I turned around, startled by the voice behind me. A beatific nun, dressed in black habit, smiled at me.
“You’re glowing,” she repeated.
I wasn’t sure what she meant. I was very happy to be here, in the narthex of the Cathedral Basilica of St. Louis, but I didn’t think I was euphoric enough to be emitting light. And I certainly wasn’t pregnant. What was she getting at?
She nodded toward the camera in my hand. “Enjoy your visit,” she said before silently passing through the door into the chancel.
Puzzled, I tried to figure out why I might be glowing. I had been in Missouri for a couple of days now, and although I’m always thrilled to be in a new place, I didn’t think that was radiating out of me.
I had just finished a short drive along Lindell Boulevard, impressed by the mansions lining the street across from Forest Park — a serious reminder of the wealth accumulated in St. Louis during its heyday as America’s fourth-largest city, decades before it lost more than 50 percent of its population and plummeted to #58. The cathedral was another product of all that prosperity, and as I admired the façade, it was easy to see that the money had been well spent.
Begun in 1907, the massive building took seven years to complete, but the interior wasn’t finished until 1998 — one year after Pope John Paul II designated it a basilica. Occupying a generous corner lot on Lindell Boulevard, the basilica’s gray granite walls, twin towers, rose window, massive central dome covered in glittering green tiles, and trio of recessed arches practically commanded me to come inside.
As I entered the chancel, I lost track of the nun, startled by what greeted me. The basilica’s Romanesque exterior belies the Byzantine interior, and I felt like I had stepped back in time by a millennium or so and ended up in an Asia Minor fantasy rather than in the heart of an urban area in the U.S. Midwest. Visually jarred, I tried to pick a focal point but quickly found it impossible. It wasn’t necessarily the pure white marble statue of Christ in the sanctuary, or the tremendous baldacchino topped by a dome that duplicates the one I had seen outside, or the myriad types of columns, or the elaborate artwork on the dome interiors more than one hundred feet above me.

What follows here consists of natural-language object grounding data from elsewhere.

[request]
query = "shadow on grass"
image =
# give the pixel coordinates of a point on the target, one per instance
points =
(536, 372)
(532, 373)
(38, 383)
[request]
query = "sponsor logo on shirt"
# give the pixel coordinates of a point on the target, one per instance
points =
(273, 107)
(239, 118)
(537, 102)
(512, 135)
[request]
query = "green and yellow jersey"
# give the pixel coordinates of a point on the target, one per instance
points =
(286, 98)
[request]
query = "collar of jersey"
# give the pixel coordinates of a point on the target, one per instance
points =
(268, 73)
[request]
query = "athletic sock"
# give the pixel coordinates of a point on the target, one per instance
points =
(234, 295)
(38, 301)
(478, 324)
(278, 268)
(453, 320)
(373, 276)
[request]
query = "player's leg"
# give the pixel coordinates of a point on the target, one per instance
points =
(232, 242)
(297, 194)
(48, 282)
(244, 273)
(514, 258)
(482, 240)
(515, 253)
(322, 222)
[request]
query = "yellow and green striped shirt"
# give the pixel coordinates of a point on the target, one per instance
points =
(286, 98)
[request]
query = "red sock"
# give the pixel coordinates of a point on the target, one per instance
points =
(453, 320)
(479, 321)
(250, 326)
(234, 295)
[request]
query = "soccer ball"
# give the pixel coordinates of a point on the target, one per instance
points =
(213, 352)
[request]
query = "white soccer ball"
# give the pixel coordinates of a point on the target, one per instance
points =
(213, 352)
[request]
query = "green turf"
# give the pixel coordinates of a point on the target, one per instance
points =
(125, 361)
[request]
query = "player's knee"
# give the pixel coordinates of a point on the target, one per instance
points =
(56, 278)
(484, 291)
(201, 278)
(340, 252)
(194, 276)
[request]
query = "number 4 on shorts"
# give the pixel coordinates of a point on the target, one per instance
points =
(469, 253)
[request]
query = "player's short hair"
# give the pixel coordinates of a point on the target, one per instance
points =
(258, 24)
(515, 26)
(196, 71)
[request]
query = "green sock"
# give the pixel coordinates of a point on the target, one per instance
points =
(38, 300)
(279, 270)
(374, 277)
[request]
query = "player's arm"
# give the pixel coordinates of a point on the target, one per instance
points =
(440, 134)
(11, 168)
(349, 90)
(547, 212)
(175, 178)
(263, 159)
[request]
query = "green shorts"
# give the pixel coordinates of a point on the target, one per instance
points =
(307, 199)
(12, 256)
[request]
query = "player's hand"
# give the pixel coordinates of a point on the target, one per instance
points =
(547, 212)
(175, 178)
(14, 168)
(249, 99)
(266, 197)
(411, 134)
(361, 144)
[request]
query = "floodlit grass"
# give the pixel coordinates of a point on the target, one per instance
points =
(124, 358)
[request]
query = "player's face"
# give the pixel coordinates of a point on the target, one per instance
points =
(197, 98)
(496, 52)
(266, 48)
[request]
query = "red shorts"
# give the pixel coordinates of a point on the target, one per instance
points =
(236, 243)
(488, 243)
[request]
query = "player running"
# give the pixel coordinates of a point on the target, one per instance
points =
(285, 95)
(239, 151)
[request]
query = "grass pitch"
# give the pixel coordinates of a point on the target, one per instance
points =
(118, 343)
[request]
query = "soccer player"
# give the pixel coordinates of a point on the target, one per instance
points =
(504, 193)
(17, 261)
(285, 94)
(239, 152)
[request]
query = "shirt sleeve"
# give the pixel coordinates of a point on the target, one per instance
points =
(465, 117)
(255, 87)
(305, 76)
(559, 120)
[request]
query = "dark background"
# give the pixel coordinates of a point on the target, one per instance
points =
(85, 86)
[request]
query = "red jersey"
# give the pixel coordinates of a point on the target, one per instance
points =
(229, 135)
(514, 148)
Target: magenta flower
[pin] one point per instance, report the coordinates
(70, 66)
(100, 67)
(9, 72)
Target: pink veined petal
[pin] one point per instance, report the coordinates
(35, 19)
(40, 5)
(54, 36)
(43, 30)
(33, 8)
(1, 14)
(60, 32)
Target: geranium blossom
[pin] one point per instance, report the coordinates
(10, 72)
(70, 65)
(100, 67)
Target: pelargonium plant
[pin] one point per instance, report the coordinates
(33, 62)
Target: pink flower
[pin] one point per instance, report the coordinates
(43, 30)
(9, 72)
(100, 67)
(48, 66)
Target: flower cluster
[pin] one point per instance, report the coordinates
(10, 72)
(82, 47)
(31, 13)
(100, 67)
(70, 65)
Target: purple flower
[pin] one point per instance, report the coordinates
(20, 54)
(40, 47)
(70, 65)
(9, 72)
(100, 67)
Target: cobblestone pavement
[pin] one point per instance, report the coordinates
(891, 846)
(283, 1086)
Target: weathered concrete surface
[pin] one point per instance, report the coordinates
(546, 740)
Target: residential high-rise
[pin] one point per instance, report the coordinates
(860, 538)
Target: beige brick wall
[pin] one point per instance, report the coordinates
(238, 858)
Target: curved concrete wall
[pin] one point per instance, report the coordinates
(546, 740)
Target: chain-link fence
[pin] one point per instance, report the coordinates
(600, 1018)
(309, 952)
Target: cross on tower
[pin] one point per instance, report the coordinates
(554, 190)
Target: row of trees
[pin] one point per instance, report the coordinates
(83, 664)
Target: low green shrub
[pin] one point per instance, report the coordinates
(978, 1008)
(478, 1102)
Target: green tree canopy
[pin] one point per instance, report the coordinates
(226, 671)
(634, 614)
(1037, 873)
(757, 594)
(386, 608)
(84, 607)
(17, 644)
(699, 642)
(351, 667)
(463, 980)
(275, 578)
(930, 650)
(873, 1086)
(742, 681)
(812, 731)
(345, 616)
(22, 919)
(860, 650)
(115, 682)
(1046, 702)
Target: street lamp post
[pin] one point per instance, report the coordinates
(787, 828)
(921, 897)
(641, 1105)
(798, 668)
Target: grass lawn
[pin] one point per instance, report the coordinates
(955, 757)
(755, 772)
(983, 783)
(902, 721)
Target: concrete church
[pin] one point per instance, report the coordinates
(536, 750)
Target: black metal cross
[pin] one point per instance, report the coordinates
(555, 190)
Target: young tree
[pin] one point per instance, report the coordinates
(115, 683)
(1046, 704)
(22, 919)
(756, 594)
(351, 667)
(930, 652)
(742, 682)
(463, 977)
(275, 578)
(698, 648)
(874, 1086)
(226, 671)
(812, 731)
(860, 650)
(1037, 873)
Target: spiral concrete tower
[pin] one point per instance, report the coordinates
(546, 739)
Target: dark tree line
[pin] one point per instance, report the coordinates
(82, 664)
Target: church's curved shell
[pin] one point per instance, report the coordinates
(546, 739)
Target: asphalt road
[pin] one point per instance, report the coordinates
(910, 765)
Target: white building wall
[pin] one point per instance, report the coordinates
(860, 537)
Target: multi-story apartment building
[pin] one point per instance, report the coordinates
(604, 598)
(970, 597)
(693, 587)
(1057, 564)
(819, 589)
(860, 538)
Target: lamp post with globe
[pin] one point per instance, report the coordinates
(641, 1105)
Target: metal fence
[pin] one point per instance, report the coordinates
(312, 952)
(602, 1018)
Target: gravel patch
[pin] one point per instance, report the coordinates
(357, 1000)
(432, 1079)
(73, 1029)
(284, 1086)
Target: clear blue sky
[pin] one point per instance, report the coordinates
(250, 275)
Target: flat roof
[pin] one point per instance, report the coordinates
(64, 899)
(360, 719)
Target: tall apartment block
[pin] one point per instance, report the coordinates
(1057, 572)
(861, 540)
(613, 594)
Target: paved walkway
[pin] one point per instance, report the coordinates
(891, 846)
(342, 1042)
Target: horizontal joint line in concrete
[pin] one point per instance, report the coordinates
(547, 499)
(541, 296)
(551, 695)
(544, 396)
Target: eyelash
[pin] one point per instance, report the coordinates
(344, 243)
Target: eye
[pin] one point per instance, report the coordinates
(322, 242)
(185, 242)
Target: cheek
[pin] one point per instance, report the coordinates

But then I settled on it — it was the 83,000 square feet of 41.5 million pieces of glass tessarae in more than 7,000 different colors surrounding me. In the record books, it’s the largest collection of mosaics in the world. In person, it’s one of the most luxurious spaces I had ever seen. I was sure that, at that moment, I was, indeed, glowing.
Twenty artists toiled for 75 years to create this mosaic masterpiece that astounded me in its beauty and detail; even Tiffany’s of New York had a hand in it. Throughout the entire basilica — in the chapels, transepts, ambulatory, and apse; on the walls, ceiling, spandrels, arches, and lunettes — religious scenes and symbols vied for my attention. There’s Jonah, rising from the whale, and Lazarus, rising from the dead. Moses holds his tablets of commandments, Noah holds a dove, and John the Baptist holds his own decapitated head in his hands. Mary’s entire life is displayed in vibrant colors. The Last Supper and the Final Judgment, with condemned souls passing through cold, loveless ice, are gripping. Apostles, angels, lilies, pelicans, chalices, lambs, palms, and the alpha and omega abound.
But not every depiction is Biblical. The mosaic artists added plenty of contemporary events and people to complement those of the Old and New Testaments: The works of the St. Vincent de Paul Society, of the St. Louis mission in Bolivia, and of Joseph Cardinal Ritter in desegregating parochial schools in St. Louis; American saints Mother Cabrini, Elizabeth Seton, Rose Philippine Duchesne, and Isaac Jogues; and key milestones in the history of the Catholic church in St. Louis (e.g., first mass, first baptism) are all represented.
More than an hour later, I found the nun, sitting in silent prayer in the All Souls Chapel. I didn’t want to disturb her conversation with God to tell her that I had most definitely enjoyed my visit. Rather, I returned to the narthex and took notice of what I had missed when she first spoke to me. The lower wall of buff marble to symbolize earth leads up to a barrel vaulted ceiling covered from end to end in gold mosaic tiles, accented by a swirling green vine, representing Christ; symbols of the Four Evangelists; and various scenes from the life of King Louis IX (“St. Lovis With His Mother Blessed Blanche of Castile”; “St. Lovis Relieving the Needy”; “St. Lovis Fovnds the Sorbonne”).
As I prepared to leave, a couple entered, and I grinned when their jaws immediately dropped. She uttered an elongated “Oooooh,” and he managed a breathless “Wow!” Then I noticed that they were bathed in the golden light being reflected off the ceiling down onto them.
We caught each other’s eye and smiled.
“You’re glowing,” I said to them. “Enjoy your visit.”